SUR LES DEMANDES ACCESSOIRES
Sur les dépens
Aux termes de l’article 696 du code de procédure civile, la partie perdante est condamnée aux dépens, à moins que le juge, par décision motivée, n’en mette la totalité ou une fraction à la charge d’une autre partie.
Madame [O] [K], partie succombante, est donc condamnée aux dépens.
b) Sur la demande de frais irrépétibles
Aux termes de l’article 700 du code de procédure civile, le juge condamne la partie tenue aux dépens ou qui perd son procès à payer à l’autre partie la somme qu’il détermine au titre des frais exposés et non compris dans les dépens. Le juge tient compte de l’équité ou de la situation économique de la partie condamnée. Il peut, même d’office, pour des raisons tirées des mêmes considérations, dire qu’il n’y a lieu à condamnation.
Madame [O] [K], partie tenue des dépens, sera condamnée à payer à DIAC la somme de 600,00 euros sur le fondement des dispositions de l’article 700 du Code de procédure civile.

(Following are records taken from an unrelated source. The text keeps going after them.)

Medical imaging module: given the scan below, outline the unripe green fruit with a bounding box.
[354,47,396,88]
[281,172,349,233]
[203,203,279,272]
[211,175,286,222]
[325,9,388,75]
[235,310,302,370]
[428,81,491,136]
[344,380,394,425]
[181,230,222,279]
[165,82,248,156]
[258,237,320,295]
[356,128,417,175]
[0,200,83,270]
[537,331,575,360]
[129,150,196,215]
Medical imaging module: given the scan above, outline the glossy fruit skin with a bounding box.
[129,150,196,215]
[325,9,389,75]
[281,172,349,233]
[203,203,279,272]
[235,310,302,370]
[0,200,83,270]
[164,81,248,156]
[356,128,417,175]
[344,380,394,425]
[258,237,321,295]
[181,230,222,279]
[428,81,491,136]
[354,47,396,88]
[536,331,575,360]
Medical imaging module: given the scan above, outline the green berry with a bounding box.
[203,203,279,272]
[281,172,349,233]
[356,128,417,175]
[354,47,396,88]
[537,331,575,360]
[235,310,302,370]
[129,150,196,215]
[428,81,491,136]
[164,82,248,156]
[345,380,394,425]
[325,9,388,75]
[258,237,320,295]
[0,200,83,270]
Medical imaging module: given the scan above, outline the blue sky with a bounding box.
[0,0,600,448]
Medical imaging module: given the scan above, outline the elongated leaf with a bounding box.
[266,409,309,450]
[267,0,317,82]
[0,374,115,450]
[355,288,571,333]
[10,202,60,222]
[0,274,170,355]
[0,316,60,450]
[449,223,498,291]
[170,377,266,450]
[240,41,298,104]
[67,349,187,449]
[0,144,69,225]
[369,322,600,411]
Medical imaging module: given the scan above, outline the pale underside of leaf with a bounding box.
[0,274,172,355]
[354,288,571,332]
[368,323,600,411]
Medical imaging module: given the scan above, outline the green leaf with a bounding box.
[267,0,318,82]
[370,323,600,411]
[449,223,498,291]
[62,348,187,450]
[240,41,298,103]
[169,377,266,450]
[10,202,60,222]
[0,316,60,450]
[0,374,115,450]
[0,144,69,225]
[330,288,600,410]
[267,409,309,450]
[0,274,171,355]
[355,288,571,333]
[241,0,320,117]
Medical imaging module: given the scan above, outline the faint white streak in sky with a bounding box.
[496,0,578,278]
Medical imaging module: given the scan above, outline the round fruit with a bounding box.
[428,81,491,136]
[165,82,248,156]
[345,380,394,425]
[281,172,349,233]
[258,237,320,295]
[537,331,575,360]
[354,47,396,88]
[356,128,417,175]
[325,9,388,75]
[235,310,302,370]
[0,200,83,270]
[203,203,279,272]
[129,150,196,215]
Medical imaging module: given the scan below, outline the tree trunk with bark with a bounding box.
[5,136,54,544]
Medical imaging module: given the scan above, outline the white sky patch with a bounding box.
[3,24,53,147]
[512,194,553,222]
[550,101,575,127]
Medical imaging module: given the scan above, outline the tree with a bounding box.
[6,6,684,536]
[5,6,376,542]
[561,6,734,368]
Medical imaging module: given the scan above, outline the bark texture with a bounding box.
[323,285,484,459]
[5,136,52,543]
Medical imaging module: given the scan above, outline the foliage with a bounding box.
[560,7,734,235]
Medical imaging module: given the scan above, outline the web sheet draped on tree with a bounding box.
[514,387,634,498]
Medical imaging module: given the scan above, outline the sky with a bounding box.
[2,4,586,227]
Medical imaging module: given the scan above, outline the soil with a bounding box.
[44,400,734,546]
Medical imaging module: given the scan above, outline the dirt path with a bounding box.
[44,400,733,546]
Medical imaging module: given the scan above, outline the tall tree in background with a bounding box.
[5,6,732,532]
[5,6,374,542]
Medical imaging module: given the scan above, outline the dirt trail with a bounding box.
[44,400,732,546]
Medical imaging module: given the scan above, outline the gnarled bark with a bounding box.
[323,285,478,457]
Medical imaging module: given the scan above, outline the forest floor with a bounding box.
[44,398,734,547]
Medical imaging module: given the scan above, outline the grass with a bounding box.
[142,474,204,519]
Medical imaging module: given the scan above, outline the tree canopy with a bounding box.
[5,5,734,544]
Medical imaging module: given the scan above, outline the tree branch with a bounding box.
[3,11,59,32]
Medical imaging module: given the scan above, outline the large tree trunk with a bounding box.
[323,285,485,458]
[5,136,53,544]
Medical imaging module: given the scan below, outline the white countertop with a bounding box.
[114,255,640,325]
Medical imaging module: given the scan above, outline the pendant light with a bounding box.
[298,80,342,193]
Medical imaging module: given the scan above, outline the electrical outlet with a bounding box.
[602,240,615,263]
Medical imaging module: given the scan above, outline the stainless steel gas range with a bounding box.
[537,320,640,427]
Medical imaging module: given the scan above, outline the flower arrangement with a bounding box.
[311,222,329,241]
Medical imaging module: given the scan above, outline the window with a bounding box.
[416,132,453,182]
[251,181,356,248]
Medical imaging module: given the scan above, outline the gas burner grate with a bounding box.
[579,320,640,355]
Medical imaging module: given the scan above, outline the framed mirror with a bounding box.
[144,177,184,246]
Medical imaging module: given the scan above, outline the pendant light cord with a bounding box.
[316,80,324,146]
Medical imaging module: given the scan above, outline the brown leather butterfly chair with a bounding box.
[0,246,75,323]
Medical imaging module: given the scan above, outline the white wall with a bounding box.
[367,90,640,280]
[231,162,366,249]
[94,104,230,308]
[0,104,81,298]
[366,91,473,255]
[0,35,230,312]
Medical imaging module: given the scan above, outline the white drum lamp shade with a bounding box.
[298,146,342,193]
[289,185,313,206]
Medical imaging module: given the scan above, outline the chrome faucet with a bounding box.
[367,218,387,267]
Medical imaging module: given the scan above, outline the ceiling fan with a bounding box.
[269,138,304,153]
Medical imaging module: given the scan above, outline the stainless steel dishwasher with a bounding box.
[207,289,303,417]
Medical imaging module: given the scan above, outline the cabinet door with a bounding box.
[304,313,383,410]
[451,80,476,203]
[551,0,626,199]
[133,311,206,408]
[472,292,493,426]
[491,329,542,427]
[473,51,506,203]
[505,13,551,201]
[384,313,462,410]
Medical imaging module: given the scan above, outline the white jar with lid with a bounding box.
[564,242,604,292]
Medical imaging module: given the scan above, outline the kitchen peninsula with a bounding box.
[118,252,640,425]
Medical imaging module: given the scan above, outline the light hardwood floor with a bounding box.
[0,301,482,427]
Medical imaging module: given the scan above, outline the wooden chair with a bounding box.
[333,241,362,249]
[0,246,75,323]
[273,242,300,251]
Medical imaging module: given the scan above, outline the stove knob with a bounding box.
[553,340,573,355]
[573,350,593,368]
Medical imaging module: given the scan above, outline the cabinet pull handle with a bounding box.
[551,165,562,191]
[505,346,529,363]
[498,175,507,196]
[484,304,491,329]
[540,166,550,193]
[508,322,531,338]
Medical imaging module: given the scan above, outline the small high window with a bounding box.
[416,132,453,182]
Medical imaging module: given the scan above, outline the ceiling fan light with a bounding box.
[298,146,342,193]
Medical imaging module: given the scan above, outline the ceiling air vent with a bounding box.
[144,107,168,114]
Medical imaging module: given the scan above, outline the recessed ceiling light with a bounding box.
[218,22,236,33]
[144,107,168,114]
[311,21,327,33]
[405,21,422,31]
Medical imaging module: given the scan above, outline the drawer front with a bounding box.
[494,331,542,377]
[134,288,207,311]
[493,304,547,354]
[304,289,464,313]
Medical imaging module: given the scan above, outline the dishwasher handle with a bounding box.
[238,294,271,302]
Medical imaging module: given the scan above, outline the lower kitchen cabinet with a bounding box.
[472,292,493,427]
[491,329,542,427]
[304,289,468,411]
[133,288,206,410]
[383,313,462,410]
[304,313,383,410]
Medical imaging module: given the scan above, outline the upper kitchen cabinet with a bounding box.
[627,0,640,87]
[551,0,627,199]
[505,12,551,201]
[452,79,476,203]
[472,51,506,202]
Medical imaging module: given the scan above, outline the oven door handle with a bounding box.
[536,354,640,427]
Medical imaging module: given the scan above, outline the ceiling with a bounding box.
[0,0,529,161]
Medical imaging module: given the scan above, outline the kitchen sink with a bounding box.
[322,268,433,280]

c) Sur l’exécution provisoire
Aux termes de l’article 514 du code de procédure civile, les décisions de première instance sont exécutoires de droit à titre provisoire.
PAR CES MOTIFS
Le Tribunal, statuant publiquement, par mise à disposition au greffe à la date indiquée à l’issue des débats en audience publique en application de l’article 450 alinéa 2 du code de procédure civile, par jugement contradictoire et rendu en premier ressort,
DIT la société DIAC recevable en son action ;
CONDAMNE Madame [O] [K] au versement à la société DIAC d’une somme de 15 610,02 € (QUINZE MILLE SIX CENT DIX EUROS DEUX CENTIMES) avec intérêts au taux contractuel de 4,40 % à compter du 04 avril 2025 ;
AUTORISE Madame [O] [K] à apurer la dette en 23 mensualités de 350 euros chacune payable au plus tard le 10 de chaque mois à compter du mois suivant la signification du jugement, la 24ème et dernière mensualité étant constituée du solde de la dette ;
DIT qu’à défaut de paiement d’une mensualité, l’intégralité des sommes restant dues deviendra immédiatement exigible quinze jours après une mise en demeure par lettre recommandée avec accusé de réception adressée au défendeur demeurée infructueuse ;
RAPPELLE qu’au cours du délai fixé pour apurer la dette, les procédures d’exécution qui auraient été engagées par le créancier sont suspendues et les majorations d’intérêts ou les pénalités encourues à raison du retard cessent d’être dues ;
CONDAMNE Madame [O] [K] à verser à la société DIAC la somme de 600,00 € (SIX CENTS EUROS) sur le fondement de l’article 700 du code de procédure civile ;
CONDAMNE Madame [O] [K] aux entiers dépens de l’instance,
RAPPELLE que la présente décision est exécutoire de plein droit à titre provisoire.
Ainsi jugé et prononcé à [Localité 5], le 08 décembre 2025.